Tuesday, November 14, 2017

ARE YOU SPOILING YOUR CHILD?


I’ve been told — by people I respect, people I love — that I am spoiling my child (and I’m sure plenty of others think the same thing). 

Does this happen to you? It’s infuriating! 

At the same time…I get it. 


Figure 1 - Perceptions of Spoiling

Here are some sample phrases I say to my son every day:

“You’re the greatest!”

“I am so proud of you.”

“Do you know have a heart of gold?”

I believe that my son, who is on the autism spectrum, and has ADHD and other learning, neurological, and motor differences, needs to hear someone say such things about him. 

True things!

Am I building him up too much to overcompensate for a world which often devalues those with differences? Is he spoiled if - partly because of the ways I celebrate him, and in spite of his tough times in many realms (social, academic…) - he thinks he is all that and a bag of chips

Some people think so. 

When chore time comes around, because he has significant challenges with executive function (as well as focus and fine motor stuff), his chores are more simple than those my daughter performs.

Is this fair? Is he spoiled in what I ask him to do? 

Some people think so. 

Parenting two children who possess extremely divergent strengths, I feel Fully qualified to state that as parents we know what our children can and cannot do.

But we do need to leave room for them to grow - and sometimes push them to do so. 

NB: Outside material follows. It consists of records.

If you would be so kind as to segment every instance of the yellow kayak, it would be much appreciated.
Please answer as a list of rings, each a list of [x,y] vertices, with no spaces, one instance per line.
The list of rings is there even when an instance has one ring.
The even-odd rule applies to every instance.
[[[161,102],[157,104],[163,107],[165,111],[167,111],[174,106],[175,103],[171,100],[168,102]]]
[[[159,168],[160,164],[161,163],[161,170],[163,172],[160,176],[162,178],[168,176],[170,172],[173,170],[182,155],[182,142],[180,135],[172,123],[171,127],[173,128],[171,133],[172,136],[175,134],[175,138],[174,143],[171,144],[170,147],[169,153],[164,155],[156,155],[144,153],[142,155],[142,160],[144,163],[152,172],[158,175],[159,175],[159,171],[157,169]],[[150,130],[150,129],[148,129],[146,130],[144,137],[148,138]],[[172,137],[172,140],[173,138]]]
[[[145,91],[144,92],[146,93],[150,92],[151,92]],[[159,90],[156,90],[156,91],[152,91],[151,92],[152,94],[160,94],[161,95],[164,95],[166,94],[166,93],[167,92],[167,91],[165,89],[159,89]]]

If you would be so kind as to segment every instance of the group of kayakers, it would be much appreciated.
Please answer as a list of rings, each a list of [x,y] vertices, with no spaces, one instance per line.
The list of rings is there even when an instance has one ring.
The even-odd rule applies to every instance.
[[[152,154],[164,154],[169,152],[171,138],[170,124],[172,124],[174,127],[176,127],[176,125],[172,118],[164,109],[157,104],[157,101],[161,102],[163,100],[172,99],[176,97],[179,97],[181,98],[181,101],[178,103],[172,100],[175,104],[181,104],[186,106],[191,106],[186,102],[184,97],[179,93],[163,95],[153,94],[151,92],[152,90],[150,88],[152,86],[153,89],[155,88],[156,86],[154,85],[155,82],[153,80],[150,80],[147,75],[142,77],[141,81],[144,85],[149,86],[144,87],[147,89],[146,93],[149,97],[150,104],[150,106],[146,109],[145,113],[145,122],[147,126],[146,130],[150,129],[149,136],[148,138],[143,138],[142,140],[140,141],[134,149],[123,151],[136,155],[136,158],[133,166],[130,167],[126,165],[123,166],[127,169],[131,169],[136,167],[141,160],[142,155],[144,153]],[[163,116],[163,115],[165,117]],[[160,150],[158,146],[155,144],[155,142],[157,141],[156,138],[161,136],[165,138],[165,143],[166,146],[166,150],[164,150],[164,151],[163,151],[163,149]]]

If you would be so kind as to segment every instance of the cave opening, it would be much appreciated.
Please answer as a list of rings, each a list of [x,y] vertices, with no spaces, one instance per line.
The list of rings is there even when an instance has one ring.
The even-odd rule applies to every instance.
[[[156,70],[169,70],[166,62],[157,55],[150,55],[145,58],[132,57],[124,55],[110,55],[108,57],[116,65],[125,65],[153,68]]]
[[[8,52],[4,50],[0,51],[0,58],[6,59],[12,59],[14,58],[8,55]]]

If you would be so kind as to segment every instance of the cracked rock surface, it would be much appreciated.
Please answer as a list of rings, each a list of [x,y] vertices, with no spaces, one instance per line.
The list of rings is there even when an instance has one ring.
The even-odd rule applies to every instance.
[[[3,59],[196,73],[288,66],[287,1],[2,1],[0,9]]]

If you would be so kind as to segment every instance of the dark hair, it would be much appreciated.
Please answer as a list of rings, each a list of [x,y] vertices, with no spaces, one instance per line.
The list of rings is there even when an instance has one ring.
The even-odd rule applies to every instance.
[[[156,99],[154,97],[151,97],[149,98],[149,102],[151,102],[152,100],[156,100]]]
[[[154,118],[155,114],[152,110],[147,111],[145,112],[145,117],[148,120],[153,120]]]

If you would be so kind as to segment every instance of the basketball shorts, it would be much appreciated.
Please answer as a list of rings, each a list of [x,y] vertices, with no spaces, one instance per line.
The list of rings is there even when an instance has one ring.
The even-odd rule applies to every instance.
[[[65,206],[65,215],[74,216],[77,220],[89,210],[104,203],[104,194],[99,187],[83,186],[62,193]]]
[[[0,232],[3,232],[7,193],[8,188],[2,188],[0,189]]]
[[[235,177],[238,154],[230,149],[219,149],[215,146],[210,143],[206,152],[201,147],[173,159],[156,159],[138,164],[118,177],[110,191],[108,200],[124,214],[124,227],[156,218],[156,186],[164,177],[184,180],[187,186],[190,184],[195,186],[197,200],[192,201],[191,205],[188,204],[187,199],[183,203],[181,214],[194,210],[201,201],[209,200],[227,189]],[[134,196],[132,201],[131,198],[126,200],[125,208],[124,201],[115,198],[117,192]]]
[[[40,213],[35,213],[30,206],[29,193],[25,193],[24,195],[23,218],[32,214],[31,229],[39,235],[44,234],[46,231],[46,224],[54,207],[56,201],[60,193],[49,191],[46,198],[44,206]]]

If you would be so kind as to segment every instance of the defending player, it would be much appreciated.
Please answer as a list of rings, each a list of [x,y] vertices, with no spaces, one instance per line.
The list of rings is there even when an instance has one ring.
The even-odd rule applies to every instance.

I want my son to feel good about himself. Apparently that (rather counterintuitively) involves sometimes letting him take chances and fail. Offering constructive criticism. I’m working on these. Trying to grow myself...Self-reflection is one of our most important -- and hardest -- practices, both as parents and as human beings! 

I desperately want my son to develop practical life skills; but he’s developing these at his own pace. Could I sometimes ask for more from him? Probably. Still, people with developmental differences…well, they develop at their own pace. Some of what people may see as spoiled might have to do with my child not “acting his age,” because, on some levels, he essentially isn't his "age." 

My parenting purposes here - helping my son feel good about himself and helping him develop life skills - actually seem to sometimes be at odds.

See, it’s such a fine line, this parenting of children with differences. I hope I’m doing it right, but at least I know I’m doing the best I can. Dear readers, I know you are too.



Figure 2 - Venn Diagram of Spoiling Factors

Are you spoiling your child? Am I? I don’t know. (Sorry if you thought I had the answer!)

I just want my children to be as healthy as possible in this zany world.